UPDATE Jan 31 10:30 CET - All preparations are done and preliminary test finished. We are just starting with the backfill.

UPDATE Jan 31 12:00 CET - The backfill is running and ca. 10 % of affected data is fixed.

UPDATE Jan 31 14:00 CET - The backfill is running and ca. 20 % of affected data is fixed.

UPDATE Jan 31 15:30 CET - The backfill is still running and ca. 25 % of affected data in US region and ca. 40 % in EU region are fixed.

UPDATE Jan 31 17:00 CET - The backfill is still running and ca. 70 % of affected data in US region and ca. 100 % in EU region are fixed.

UPDATE Jan 31 17:30 CET - The backfill is finally finished. All the affected data are fixed and have _timestamp column set to "2020-01-29 00:00:00". So that you should update your settings if you have incremental loads set to lower value then 3 days.

SQL Validation Outage

SQLdep API suddenly stopped working and because of that transformations validation and SQL analysis are not working properly. (You will probably get false negatives for all validation requests.)

We are investigating the issue and will let you know once we know more.

UPDATE: We've resolved the issue and the integration with the service is working again. It lied in a change of SQLdep API address which we had unfortunately missed.

Week in Review — January, 24th, 2020

Updated Components

Tableau TDE writer

  • will now retry when a request failed - this should greatly improve reliability as network glitch or temporary unavailability of remote server won't fail the job. Instead it will wait a little and retry the request. 

New Features

  • Every new Keboola Connection user will now get Guide mode, regardless if they were invited by current user or registered themselves. It will guide them hands-on though the basics of using Keboola Connection

Minor Improvements

  • In Transformation detail, Backend and Phase can be changed from the sidebar

Server errors in US region

There was increased amount of server errors in US region that resulted in issues in Keboola Connection UI. No jobs were affected. 

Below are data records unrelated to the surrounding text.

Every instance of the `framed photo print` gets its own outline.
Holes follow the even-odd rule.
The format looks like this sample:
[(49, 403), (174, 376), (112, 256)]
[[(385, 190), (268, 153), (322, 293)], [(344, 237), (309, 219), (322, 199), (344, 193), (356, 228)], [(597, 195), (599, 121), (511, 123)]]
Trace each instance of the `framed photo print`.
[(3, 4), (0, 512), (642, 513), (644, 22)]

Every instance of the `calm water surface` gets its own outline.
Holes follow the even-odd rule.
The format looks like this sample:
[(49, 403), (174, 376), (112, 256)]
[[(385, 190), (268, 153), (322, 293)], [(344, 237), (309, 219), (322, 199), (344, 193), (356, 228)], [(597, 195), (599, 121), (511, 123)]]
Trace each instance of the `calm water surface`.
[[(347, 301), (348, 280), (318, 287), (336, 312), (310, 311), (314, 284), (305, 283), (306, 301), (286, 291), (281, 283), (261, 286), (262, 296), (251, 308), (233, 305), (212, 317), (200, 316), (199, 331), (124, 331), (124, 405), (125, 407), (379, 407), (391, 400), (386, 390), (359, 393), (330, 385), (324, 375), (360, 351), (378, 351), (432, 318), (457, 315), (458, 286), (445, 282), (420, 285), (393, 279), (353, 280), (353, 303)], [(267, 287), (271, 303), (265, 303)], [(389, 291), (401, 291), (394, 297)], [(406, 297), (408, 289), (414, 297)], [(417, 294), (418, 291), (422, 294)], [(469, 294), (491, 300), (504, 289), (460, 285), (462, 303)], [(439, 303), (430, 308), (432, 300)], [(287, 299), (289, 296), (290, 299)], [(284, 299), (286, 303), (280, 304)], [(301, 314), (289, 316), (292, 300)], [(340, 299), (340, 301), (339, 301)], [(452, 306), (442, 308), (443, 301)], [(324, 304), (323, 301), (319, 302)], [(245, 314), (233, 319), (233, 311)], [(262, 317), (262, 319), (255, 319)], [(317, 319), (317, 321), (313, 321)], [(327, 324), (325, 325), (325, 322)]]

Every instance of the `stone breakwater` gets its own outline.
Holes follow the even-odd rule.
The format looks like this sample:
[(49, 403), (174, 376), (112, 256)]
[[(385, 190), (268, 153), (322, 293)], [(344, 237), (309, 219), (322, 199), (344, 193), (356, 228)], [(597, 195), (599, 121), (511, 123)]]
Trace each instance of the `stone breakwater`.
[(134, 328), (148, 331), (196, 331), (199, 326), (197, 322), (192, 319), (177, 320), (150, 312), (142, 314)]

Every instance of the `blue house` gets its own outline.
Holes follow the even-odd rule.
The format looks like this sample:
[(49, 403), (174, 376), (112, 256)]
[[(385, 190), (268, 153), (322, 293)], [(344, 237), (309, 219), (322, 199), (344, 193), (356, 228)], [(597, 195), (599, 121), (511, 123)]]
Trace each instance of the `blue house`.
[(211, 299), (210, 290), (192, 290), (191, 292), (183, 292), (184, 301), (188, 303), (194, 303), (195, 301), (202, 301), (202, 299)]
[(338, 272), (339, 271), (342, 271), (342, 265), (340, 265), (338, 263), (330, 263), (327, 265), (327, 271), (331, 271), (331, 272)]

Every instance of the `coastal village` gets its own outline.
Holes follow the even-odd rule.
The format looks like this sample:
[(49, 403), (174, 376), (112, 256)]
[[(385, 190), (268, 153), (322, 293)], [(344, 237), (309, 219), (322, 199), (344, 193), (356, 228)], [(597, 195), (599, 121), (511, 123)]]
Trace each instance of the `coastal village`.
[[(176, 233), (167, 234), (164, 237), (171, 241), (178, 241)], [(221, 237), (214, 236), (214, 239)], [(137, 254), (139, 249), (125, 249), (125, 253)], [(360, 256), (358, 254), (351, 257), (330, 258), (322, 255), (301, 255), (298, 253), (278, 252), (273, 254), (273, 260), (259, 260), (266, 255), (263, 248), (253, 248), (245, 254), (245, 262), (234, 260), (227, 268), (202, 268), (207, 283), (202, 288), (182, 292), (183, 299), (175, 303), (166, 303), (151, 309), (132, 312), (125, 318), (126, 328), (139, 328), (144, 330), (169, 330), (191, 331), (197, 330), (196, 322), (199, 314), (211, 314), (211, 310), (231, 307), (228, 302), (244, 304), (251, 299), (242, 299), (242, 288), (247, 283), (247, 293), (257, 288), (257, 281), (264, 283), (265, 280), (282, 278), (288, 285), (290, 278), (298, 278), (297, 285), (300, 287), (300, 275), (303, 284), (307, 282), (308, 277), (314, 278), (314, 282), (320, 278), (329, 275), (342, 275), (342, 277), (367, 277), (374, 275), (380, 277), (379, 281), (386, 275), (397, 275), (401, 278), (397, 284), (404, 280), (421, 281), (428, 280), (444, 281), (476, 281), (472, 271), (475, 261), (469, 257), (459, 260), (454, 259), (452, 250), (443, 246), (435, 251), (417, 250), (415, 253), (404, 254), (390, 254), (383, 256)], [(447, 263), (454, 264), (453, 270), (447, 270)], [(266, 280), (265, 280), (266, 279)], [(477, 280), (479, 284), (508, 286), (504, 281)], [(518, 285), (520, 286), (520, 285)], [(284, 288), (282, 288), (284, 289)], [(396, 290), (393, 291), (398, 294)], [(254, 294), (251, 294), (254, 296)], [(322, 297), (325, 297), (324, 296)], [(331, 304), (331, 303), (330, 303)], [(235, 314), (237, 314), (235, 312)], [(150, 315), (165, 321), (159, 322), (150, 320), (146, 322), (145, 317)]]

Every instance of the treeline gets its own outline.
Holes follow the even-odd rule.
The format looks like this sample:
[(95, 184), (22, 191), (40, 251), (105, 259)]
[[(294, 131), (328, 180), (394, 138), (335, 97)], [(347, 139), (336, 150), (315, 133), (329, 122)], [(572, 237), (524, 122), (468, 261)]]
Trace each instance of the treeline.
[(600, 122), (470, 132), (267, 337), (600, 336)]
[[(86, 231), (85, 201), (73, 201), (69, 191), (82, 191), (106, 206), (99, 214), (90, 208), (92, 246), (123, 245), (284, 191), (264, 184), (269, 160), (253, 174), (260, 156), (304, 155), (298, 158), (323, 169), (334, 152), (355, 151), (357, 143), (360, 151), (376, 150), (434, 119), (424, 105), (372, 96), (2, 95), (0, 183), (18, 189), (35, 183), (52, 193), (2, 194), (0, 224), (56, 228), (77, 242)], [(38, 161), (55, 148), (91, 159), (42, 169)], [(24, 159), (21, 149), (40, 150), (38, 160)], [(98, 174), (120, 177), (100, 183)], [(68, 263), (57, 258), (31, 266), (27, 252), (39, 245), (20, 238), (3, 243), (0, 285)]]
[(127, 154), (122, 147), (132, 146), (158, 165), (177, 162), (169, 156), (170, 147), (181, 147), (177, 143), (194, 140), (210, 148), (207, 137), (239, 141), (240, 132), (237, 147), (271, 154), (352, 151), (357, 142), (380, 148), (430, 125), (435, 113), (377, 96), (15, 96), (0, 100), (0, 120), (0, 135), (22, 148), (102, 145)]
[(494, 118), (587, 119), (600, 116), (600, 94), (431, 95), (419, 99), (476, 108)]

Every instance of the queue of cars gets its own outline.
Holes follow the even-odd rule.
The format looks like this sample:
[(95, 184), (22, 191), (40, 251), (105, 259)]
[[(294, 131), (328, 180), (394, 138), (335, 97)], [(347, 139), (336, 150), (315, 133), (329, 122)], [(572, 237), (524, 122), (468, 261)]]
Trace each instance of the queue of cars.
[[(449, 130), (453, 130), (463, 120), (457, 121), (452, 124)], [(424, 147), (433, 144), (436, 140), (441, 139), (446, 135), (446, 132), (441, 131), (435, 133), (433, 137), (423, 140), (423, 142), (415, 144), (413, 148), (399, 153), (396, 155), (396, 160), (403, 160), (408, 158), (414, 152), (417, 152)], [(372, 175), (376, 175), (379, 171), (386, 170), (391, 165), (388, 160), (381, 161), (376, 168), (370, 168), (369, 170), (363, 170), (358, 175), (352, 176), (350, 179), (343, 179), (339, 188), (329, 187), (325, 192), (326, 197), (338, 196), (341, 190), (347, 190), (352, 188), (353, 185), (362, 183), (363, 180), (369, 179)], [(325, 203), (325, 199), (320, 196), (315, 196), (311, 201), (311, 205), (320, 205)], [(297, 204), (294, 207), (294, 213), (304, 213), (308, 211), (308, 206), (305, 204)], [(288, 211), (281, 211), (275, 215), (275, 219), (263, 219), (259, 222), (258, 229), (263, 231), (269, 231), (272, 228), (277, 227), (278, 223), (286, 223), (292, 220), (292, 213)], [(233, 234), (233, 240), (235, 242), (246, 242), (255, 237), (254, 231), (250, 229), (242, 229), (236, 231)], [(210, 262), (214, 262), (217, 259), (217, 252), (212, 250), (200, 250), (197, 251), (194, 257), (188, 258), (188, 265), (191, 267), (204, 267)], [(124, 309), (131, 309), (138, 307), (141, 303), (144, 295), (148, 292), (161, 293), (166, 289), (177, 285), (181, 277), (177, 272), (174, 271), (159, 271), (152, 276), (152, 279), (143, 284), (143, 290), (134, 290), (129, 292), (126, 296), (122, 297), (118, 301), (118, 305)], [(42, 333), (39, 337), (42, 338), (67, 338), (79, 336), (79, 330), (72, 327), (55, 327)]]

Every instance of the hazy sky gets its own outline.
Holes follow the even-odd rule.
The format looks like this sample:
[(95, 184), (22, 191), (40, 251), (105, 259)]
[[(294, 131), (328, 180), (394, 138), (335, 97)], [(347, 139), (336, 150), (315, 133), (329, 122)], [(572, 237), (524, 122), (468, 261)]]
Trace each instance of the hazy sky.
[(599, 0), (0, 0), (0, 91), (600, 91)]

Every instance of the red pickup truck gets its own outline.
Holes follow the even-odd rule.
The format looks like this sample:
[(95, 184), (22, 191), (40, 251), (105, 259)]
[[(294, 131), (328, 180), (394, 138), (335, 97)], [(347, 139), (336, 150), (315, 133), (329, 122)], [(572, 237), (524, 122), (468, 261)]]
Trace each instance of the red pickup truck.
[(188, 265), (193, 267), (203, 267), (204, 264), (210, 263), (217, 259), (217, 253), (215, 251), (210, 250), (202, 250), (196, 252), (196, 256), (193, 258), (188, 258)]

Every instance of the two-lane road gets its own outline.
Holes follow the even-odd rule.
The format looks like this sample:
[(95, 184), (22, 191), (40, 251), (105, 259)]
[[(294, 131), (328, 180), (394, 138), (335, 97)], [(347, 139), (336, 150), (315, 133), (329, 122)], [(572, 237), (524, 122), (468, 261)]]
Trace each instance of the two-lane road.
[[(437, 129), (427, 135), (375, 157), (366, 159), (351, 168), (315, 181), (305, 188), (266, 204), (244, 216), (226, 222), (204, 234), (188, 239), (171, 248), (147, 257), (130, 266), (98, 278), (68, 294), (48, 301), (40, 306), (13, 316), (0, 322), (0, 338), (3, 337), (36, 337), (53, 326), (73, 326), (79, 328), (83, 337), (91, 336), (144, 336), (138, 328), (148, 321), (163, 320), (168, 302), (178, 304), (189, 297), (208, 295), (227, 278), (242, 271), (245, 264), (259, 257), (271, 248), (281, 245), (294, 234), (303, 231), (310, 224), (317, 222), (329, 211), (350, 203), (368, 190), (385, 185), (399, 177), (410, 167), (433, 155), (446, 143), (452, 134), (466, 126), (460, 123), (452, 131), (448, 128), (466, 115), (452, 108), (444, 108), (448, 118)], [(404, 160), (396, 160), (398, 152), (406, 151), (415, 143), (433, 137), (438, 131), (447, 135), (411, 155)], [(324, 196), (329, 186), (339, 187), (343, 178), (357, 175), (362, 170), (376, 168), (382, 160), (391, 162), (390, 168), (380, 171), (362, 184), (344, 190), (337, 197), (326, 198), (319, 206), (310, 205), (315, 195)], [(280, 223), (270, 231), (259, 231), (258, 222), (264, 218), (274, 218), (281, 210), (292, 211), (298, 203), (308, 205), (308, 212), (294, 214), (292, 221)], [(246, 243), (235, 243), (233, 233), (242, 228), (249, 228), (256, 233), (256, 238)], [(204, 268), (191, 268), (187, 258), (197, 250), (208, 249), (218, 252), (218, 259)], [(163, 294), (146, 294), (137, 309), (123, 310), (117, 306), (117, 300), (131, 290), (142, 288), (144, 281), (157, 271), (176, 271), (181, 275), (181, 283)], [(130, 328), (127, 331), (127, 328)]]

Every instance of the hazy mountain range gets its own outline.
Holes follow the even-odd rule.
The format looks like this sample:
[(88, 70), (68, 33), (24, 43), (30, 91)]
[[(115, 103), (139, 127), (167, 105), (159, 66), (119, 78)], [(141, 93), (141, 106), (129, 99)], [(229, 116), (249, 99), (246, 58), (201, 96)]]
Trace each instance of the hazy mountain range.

Jan 22 15:50 UTC - increased amount of server errors

Jan 22 16:08 UTC - the issue is mostly resolved

Jan 22 16:19 UTC - the issue is completely resolved

Jan 22 18:28 UTC
 - the post was amended, original version mistakenly mentioned EU region was affected while actually this was an issue in the US region.



Week in review — January 20, 2020

New Features and Updates

Incremental Fetching

The following extractors now support Incremental Fetching:

  • Snowflake Extractor
  • Oracle Extractor
  • Redshift Extractor
  • Firebird Extractor
  • Cloudera Impala Extractor 

Job Performance

When a job is finished, we show you how long it took. If a job takes 10% longer (or less) than the average, we'll show you the difference.

Transformation Buckets

The list of Transformation Buckets is no longer collapsible and looks like other lists of configurations in an application.

Bucket details in Data Catalog

In a source project (a project which shares a bucket and "owns" data), you are able to see the bucket detail.

  • You can see how the bucket is shared (to organization members, projects members, selected projects, etc.).
  • You can edit the description of the bucket — it will be available for those users who want to link the bucket to their project.
  • You can see a list of tables and bucket properties (size, row count, etc.).
  • Also, if someone uses the bucket, you can see which project it is (Used by section).

In a destination project (where you can see and use a bucket):

  • You can see the description of the bucket and decide if you want to use it.
  • You can see a list of tables and bucket properties (size, row count, etc.).
  • If you decide to use the bucket, you will also see the link to Storage.

Show tables searched by metadata in Writers

In case you use our new feature Scaffolds, related writers (e.g., the Snowflake database writer) will show you all input tables that are searched by metadata.

Environment updates

  • R updated to 3.6.2
  • Python updated to 3.7.5


New Components


VPN connection errors

We are investigating VPN connection issues for extractors and writers in both regions. 

UPDATE Jan 01, 10:03 AM (UTC) - Our VPN provider is investigating the issue

UPDATE Jan 01, 11:54 AM (UTC) - Our VPN provider has found the root cause and fixed the issue. All VPN connections should be working again.